Kenntnisse grundlegender Werte der Gesellschaft sowie Kenntnisse der Rechtsordnung, Geschichte und Kultur wie auch der politischen Institutionen in Deutschland erleichtern das Zurechtfinden in der neuen Gesellschaft und schaffen Identifikationsmöglichkeiten, so steht es auch im Konzept für den bundesweiten Integrationskurs vom Bamf.

Das Gehalt von VHS-Lehrern liegt mit 20-30 Euro pro Stunde im Niedriglohnsektor und, Sozialabgaben und Rentenversicherung abgezogen, kaum über HarzIV-Niveau, abgesehen von der unbezahlten Vor- und Nachbereitungszeit. An der VHS Neukölln unterrichtet auch Frau P. Mit ihren blondierten Haaren, den Perlenohrringen und der weißen Steppweste passt sie äußerlich nicht in das Bild eines typischen VHS-Lehrers. Sie gibt zusätzlich Abend- und Alphabetisierungskurse, gut 10 Stunden am Tag, da sie von ihrer Tätigkeit nicht nur sich, sondern auch ihren 14-jährigen Sohn ernähren muss.
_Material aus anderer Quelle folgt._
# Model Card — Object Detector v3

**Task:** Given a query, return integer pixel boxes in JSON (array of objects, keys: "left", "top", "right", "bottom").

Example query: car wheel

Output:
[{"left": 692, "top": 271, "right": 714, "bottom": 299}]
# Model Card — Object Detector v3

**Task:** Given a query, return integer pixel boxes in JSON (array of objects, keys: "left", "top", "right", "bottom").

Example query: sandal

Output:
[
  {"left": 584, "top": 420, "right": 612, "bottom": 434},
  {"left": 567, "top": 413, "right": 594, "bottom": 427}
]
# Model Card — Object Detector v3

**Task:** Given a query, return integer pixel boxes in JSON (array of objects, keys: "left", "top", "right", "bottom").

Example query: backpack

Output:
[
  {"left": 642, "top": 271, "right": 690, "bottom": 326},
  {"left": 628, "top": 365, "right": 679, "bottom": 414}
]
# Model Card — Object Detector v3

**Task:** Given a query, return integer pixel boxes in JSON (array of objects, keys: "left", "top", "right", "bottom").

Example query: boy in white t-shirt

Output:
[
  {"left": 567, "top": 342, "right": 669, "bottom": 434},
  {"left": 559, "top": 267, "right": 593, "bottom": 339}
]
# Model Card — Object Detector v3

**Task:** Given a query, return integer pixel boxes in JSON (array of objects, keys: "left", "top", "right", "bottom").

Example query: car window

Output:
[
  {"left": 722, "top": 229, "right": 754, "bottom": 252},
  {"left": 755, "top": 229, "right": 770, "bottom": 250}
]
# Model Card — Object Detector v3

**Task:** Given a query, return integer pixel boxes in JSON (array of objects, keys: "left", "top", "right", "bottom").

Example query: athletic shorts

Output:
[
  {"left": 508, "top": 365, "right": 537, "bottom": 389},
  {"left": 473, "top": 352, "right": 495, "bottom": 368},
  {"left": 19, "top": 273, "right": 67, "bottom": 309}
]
Um 17 Uhr ist der 20-jährige Mohammed der Erste, der die Klasse verlässt in den warmen Neuköllner Frühlingsnachmittag. Er möchte jetzt mit seinen Kumpels ein Bier in der Hasenheide trinken gehen. Die Frage, inwiefern ihn die heutige Diskussion motiviert hat, sein Potential in Deutschland zu entfalten, hängt noch in der warmen Luft. Vielleicht gehört er zu dem 1/3, das beim ersten Anlauf den „Deutsch Test für Zuwanderer“ besteht. Dieser gilt als Türöffner für die Einbürgerung und den weiteren Bildungsweg. „Ellenbogen haben“ - steht jetzt am Whiteboard.